A biographical sketch of Dufriche was compiled by E. F. K. Koerner in 1976,[9] but his date of death and his full first name long remained a mystery.

Notes and References

  1. Biographie des hommes vivants, Michaud, 1817, p. 140.
  2. Joachim Mugdan, "On the Origins of the Term Phoneme", Historiographia Linguistica 38 (2011), 85-110.
  3. Joachim Mugdan, "More on the origins of the term phonème", Historiographia Linguistica 41 (2014), 185-187.
  4. "Société de Linguistique: Séance du 24 mai 1873", Revue critique d'histoire et de littérature 7 (1873), 1er semestre, 368.
  5. Martin Staum, "Nature and Nurture in French Ethnography and Anthropology, 1859–1914", Journal of the History of Ideas 65 (2004), 475-495, p. 476.
  6. John E. Joseph, "Dufriche-Desgenettes and the Birth of the Phoneme", in: Sheila Embleton, John E. Joseph & Hans-Josef Niederehe (eds.), The Emergence of the Modern Language Sciences: Studies on the Transition from Historical-Comparative to Structural Linguistics in Honour of E.F.K. Koerner, Amsterdam & Philadelphia: Benjamins 1999, vol. 1, 55-75.
  7. Joachim Mugdan, "The Origin of the Phoneme: Farewell to a Myth", Lingua Posnansiensis 28 (1985 [actually 1987]), 137-150 [reprinted in: Charles W. Kreidler (ed.), ''Phonology: Critical concepts, Vol.
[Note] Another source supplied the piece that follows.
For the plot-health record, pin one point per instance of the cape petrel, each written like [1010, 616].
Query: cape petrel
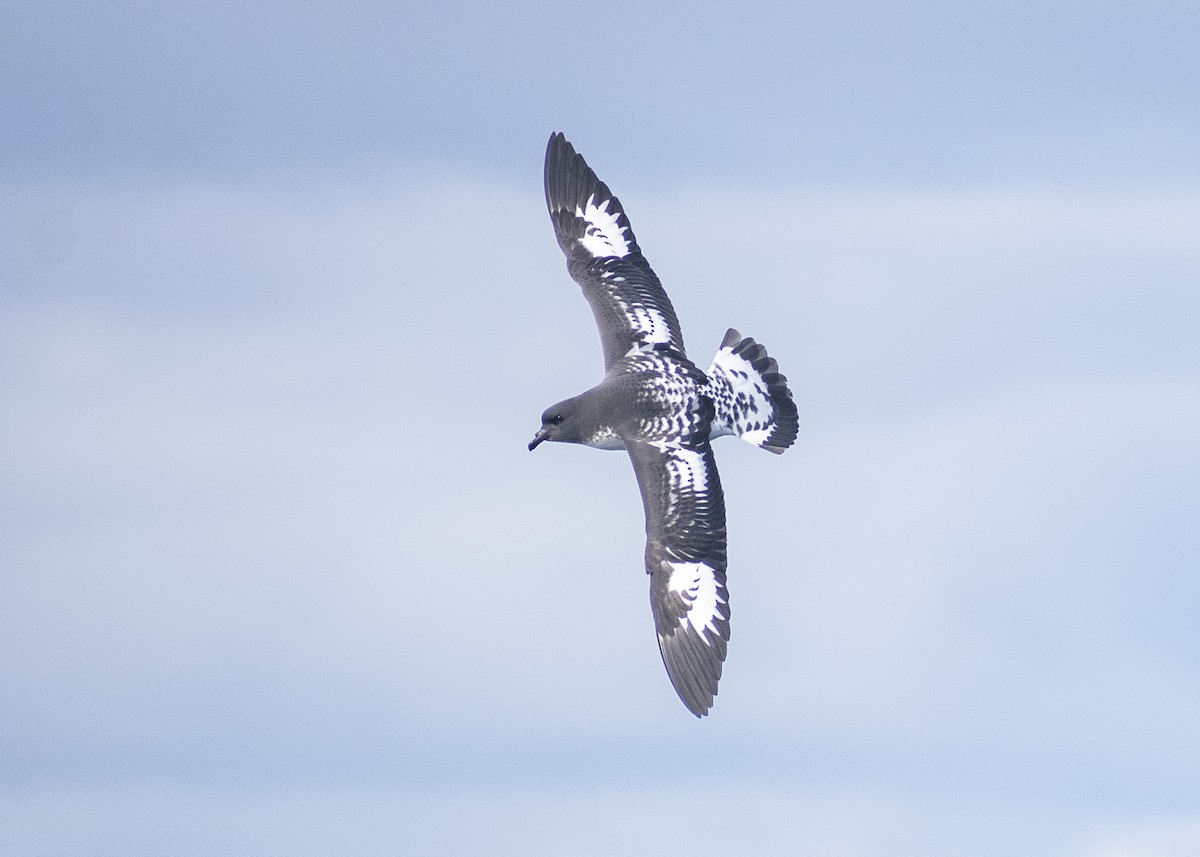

V: The Interface with Morphology and Syntax''. London & New York: Routledge 2001, 4-20].
  8. Joachim Mugdan, "Die Anfänge der Phonologie" [The Beginnings of Phonology, in German]. In: Peter Schmitter (ed.), Sprachtheorien der Neuzeit II: Von der Grammaire de Port-Royal (1660) zur Konstitution moderner linguistischer Disziplinen (Geschichte der Sprachtheorie 5). Tübingen: Narr 1996, 247-318.
  9. E[rnst] F[rideryk] K[onrad] Koerner, "A Minor Figure in 19th-Century French Linguistics: A. Dufriche-Desgenettes". Phonetica 33 (1976), 222-231 [reprinted in E. F. K. Koerner, ''Toward a Historiography of Linguistics: Selected Essays''. Amsterdam: Benjamins 1978, 127-136].